Covid: The Welsh services under extreme pressure as staff shortages surge amid Omicron

*Report by ITV Cymru Wales national correspondent Rob Osbourne

Public services in Wales are under unprecedented pressure as staff absences continue to surge.

With Omicron now the dominant variant in Wales and case rates at an all-time high, the number of people isolating is depleting the workforce across the country. 

Hospitals and local authorities are stretched to levels beyond anything previously encountered, while public transport continues to run at reduced capacity.

Meanwhile, care homes across Wales are described as being on a "war footing".

Care facing its 'worst-ever crisis'

According to Care Forum Wales chair Mario Kreft, the sector is facing its worst-ever crisis.

Care homes are reporting up to 75% of staff currently off work, despite the Welsh Government cutting the isolation period from 10 to seven days last week.

Mr Kreft said some homes have had to introduce temporary restrictions on visiting.

"The scale of the challenge is one we have never faced before. It's really, really tough out there," he said.

"The first minister reminded us in 2020 that the social care sector was in a fragile state before the pandemic because of its precarious finances and the shortage of staff."

With some staff in the sector having already quit their jobs to work in tourism and hospitality because of burnout, Mr Kreft wonders whether there are enough people available to step in.

"The trouble is that we all know they are suffering like everybody else at the moment so whether there would be people available to alleviate the crisis, I don't know,” he continued.

"What we are talking about is making sure that people are as comfortable and as safe as they can be.”

With some homes taking the decision to cancel visits, the Welsh Government has said that even if a care home is dealing with an outbreak, visits by essential visitors should still be supported in line with guidance.  

A spokesperson for the government said: “We have taken early and decisive action to keep Wales safe in light of the spread of the highly-transmissible Omicron variant.

“We continue to work very closely with the care sector and its representatives. This includes providing guidance, financial support and access to PPE supplies. 

"Local authorities are in continuous contact with care homes to ensure staffing is maintained at a level to ensure the safety and well-being of residents.

"Whilst we appreciate the considerable pressures care homes are facing, blanket bans on care home visits are not appropriate.   Visits should be supported in line with our visiting guidance.  

"If a care home is dealing with a COVID-19 outbreak, visits by the 'essential visitor' should still be supported in line with the guidance and the care home’s risk assessment.”

Reduced A&E and appeals for more staff

Swansea Bay University Health Board had to reduce its A&E department at Morriston Hospital to a limited service over the weekend.

The health board has also appealed to nurses and healthcare workers to volunteer to Calling Swansea Bay nurses and HCSWs to work extra hours.

Helen Whyley director of the Royal College of Nursing in Wales told ITV Wales: “I think this is the worst staffing we have seen during the pandemic. 

“Primarily that is because of the number of staff who have caught this variant. In some areas, we are seeing the sickness rates being worryingly high.”

An emergency rail timetable

Transport for Wales have announced a second 15% decrease on services Credit: TfW

TfW and Network Rail have seen a significant increase in staff absences and an emergency rail timetable was introduced from December 22, reducing 10-15% of the standard timetable. 

With staff absences continuing to increase, the decision has been taken to further reduce 10-15% of the timetable.

Jan Chaudhry-Van de Velde, managing director of TfW Rail, said: “We are very much dealing with the Omicron wave of Covid infections and, like many public service organisations, have seen a major rise in colleague absences over the last few weeks.

“It’s fundamental we continue to run as reliable a service as possible for our customers and therefore we are introducing a revised timetable from 3 January, reducing the risk of late notice cancellations.

“Wherever we can, we’ll use additional carriages made available due to the reduced timetable to run longer trains, which will help with social distancing.

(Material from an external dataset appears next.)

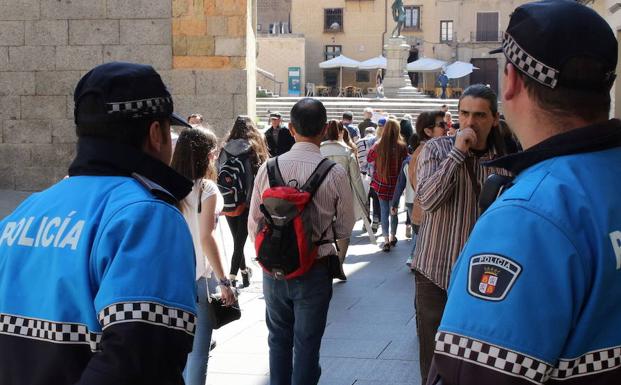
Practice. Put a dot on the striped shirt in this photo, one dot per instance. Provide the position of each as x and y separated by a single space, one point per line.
450 205
335 192
385 188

We’ll also provide supplementary road transport, where possible.

“We appreciate this will be frustrating for some customers, and we have not taken this decision lightly. 

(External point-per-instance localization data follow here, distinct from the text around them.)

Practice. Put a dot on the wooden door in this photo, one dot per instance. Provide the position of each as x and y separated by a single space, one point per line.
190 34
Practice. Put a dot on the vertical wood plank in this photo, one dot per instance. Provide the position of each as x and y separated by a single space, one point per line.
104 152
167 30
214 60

“We ask that all customers check online before they travel and follow current government advice. Our aim is to restore the timetable as soon as absence rates caused by this wave of the pandemic allow.”

Councils limiting non-essential services

Council leaders also fear there will have to be a return to the earliest days of the pandemic when only essential services were carried out by staff. 

Andrew Morgan, leader of Rhondda Cynon Taf Council, said: “I am confident that the main services, those critical services, will be maintained and kept functioning. 

“But, over the coming weeks, we may see other services local authorities provide scaled back, or in some councils, stop them if it is deemed it is the only way to protect those priority services.”